Affects the getblock rpc call with the goal of adding the ability to call getblock with a hash or block height whist not impacting compatibility with existing services that rely on the getblock call.
Motivation
Decrease the number of RPC calls needed to get valid data from getblock where the user has only a block height available. As well as reduce complexity, bandwidth, and overhead. Note: getblock returns the hash of the block when parsed.
Overview
It is trivial to implement a check where the input univalue string (string) to getblock is greater than or less than a length of 64. This is because all valid block header hashes are a length of 64. This means if the input is not length 64 we should attempt to interpret the string as a block height input and pass it to ParseHashOrHeight and then retreive the phashBlock (hash) value from the returned block at the input height. This hash value can be dropped into the existing blockhash variable leaving the rest of the call unmodified.
If the length of the input is 64 the univalue is treated as a blockhash and passed though ParseHashOrHeight to get the block header hash value.
Contentious Points
Ambiguity
The fact that a user can now parse a hash or a block height as the required input argument to param[0]. There may be the issue of inputs being seen as too flexible or ambiguous.
My thoughts behind this are because a valid getblock hash input will always be a univalue string with length of 64 there likely wont be a base10 block height collision with the base16 hash inputs for 1.9*10^58 years assuming a block time of ~10 mins.

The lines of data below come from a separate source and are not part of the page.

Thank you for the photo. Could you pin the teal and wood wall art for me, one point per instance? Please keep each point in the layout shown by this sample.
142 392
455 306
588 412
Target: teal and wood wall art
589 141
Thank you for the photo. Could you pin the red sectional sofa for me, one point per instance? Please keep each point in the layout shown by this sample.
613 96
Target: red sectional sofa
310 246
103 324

Well before the collision of the block height with hash values all of datatypes we for block height storage and parsing would be refactored to support values that would overflow the int32_t type. As such a block height could never reasonably be interpreted as a hash. By software or people
The next note about ambiguity of inputs is that a hash no matter the actual numerical value when read must be a string of length 64. Example a hash value of 0 would still need to be input as "000...000"
Implementation Details
Overall the implementation is pretty simple. If input string is anything other than a univalue str of length 64 attempt to parse as a block height using ParseHashOrHeight. Since the maximum number height_or_hash input parameter value is a uint64t. We use the ParseInt32 function with the input being the .get_str of param[0]. This function works incredibly well because it by default doesn't accept negative values, alpha chars. , strings that overflow a int32_t type, and symbol chars. If the conversion to a unit64t is successful it is then safe to pass into ParseHashOrHeight.

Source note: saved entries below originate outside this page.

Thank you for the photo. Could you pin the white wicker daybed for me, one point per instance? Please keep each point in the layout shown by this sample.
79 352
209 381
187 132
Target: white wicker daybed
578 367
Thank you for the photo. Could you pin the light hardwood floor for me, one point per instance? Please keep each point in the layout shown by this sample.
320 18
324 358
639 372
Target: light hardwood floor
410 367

If the user places a value higher than the tip they will get an error code -8: Target block height _m_ after current tip _n_. If the user inputs an invalid string for height then they will receive and error code -5
the blockhash parameter name was left unchanged for backwards compatibility.
Backward Compatibility
Should be fully backwards compatible with all existing applications that use getblock and are supplying even remotely valid inputs. This is just a drop in check to see if getblock should make an attempt to convert an input to a block height.
Performance
Summary +9.4% performance gain when returning details of all blocks from 0 to the tip.

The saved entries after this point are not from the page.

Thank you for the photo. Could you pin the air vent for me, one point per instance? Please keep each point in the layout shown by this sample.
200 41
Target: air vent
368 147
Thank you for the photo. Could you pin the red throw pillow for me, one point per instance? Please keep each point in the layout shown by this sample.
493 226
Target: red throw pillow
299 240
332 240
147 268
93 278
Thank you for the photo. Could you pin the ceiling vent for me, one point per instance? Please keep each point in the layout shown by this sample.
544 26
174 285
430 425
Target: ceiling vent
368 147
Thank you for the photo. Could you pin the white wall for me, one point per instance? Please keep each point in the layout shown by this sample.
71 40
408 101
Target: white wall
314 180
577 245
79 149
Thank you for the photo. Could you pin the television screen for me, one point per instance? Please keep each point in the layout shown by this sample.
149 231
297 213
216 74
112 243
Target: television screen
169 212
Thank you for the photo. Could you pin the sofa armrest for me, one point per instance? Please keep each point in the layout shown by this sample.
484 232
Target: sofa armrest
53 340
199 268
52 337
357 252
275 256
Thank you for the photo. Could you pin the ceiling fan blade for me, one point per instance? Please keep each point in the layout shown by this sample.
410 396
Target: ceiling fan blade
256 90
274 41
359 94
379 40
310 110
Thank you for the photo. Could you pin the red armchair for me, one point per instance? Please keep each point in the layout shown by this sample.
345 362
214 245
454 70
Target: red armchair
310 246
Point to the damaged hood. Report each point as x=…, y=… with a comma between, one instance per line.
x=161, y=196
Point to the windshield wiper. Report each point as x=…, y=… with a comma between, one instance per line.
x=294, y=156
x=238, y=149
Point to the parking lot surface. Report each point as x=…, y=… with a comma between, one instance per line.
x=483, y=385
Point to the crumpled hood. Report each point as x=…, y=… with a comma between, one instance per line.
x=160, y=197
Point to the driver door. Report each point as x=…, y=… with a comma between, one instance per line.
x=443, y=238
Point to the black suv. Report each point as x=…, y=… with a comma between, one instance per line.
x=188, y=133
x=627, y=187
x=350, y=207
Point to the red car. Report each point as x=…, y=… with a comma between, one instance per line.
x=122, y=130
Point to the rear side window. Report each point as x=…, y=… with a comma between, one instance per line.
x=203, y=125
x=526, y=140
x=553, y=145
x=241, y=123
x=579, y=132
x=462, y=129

To test the performance impact of reducing the number of RPC to get block details from 2 calls to 1 I wrote a NodeJS script that parses all blocks through the RPC from 0 to the tip with getblock to determine the size of the block on disk and at the end returns the details of that largest block by size on the timechain.
The control test was bitcoin core .23 where the details for each block were fetched using 2 calls, first getblockhash(height) was called to get the hash. Then getblock(hash) was called to get the details. This process was applied to every block from 0 to the tip at the time of 762535. This test resulted in a runtime of 117m 11s. The result was the largest block size is 748918 with a size of 2765062 bytes.
Using this PR the same script was modified to call the getblock(height) and thus skipping the need to get the hash first. When run on the same hardware the execution time was 106m 32s. A performance uplift of 9.4%
As a note the biggest gains are inversely proportional to the ratio between the size of the results of getblock and getblock hash. The smaller the ratio the bigger the relative performance uplift.
This is seen when iterating though the blocks many of the early empty and small blocks the uplift was close to 2x, but as the size and number of details returned by getblock increased the advantage of saving around 100 bytes at the RPC became irrelevant.